- Theatrical release poster
- Directed by: Gérard Depardieu Frédéric Auburtin
- Written by: François Dupeyron, based on the novel by Alain Leblanc
- Produced by: Gérard Depardieu
- Starring: Carole Bouquet; Gérard Depardieu; Charles Berling;
- Music by: Frédéric Auburtin
- Production companies: DD Productions TF1 Films Production
- Release date: April 7, 1999 (France);
- Running time: 95 minutes
- Country: France
- Language: French
- Budget: €7,42million

= The Bridge (1999 film) =

1999 French film directed by Gérard Depardieu and Frédéric Auburtin

The Bridge (Un pont entre deux rives; lit. 'A bridge between two banks') is a 1999 French romantic drama film, directed by Gérard Depardieu and Frédéric Auburtin, starring Carole Bouquet, Depardieu and Charles Berling.

==Synopsis==
Normandy, 1962. For 15 years, Mina has been married to Georges, with whom she has a son, Tommy. She used to be very much in love with Georges but the passion of their marriage has died out.
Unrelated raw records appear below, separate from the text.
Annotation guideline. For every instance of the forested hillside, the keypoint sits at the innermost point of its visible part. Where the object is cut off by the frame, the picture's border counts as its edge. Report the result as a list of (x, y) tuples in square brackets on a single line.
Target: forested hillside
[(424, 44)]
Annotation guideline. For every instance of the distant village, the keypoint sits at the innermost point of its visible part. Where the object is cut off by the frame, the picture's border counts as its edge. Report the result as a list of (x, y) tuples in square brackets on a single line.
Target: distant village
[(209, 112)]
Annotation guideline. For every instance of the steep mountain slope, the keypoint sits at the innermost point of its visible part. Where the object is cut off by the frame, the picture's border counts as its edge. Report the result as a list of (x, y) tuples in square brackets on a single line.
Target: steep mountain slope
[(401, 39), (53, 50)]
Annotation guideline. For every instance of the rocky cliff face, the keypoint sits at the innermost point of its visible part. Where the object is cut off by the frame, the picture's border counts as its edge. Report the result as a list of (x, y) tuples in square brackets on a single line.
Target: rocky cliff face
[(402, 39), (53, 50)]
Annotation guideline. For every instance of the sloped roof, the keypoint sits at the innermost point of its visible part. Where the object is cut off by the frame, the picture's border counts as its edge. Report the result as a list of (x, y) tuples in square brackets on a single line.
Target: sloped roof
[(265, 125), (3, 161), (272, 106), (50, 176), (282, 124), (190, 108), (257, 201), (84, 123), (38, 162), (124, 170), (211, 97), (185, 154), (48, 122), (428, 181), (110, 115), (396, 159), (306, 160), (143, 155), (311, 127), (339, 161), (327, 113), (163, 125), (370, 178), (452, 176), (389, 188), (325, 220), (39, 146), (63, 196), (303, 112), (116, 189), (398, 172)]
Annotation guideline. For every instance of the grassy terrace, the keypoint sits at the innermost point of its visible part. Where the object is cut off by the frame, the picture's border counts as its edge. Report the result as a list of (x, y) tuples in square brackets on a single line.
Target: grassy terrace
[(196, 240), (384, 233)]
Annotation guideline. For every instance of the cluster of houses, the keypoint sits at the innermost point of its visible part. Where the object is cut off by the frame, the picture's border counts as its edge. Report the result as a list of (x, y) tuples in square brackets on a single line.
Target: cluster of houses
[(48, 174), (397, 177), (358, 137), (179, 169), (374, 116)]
Mina meets Mathias, a handsome bridge-building engineer, and falls in love with him.

==Cast==
- Carole Bouquet as Mina
- Gérard Depardieu as Georges
- Charles Berling as Mathias
- Christiane Cohendy as Gaby
- Dominique Reymond as Claire Daboval
- Mélanie Laurent as Lisbeth
- Michelle Goddet as Babet
- Stanislas Forlani as Tommy
- Gérard Dauzatas Mr Daboval
- Agathe Dronne as site secretary

==Production==
The Bridge was Depardieu's second film as a director, 15 years after Le tartuffe. Lead actress Carole Bouquet was Depardieu's real-life partner at the time. It was the debut film of Mélanie Laurent.

==Reception==
Les Echos called the film a decent "first attempt" at directing by Depardieu and praised the performances of the three leads. Le Monde gave the film a negative review, calling it "banal", old-fashioned and ridiculously devoid of style.

The film performed poorly at the French box-office, selling 270 865 admissions.

==Home video==
The film was released on VHS in 2000 and on DVD in 2007.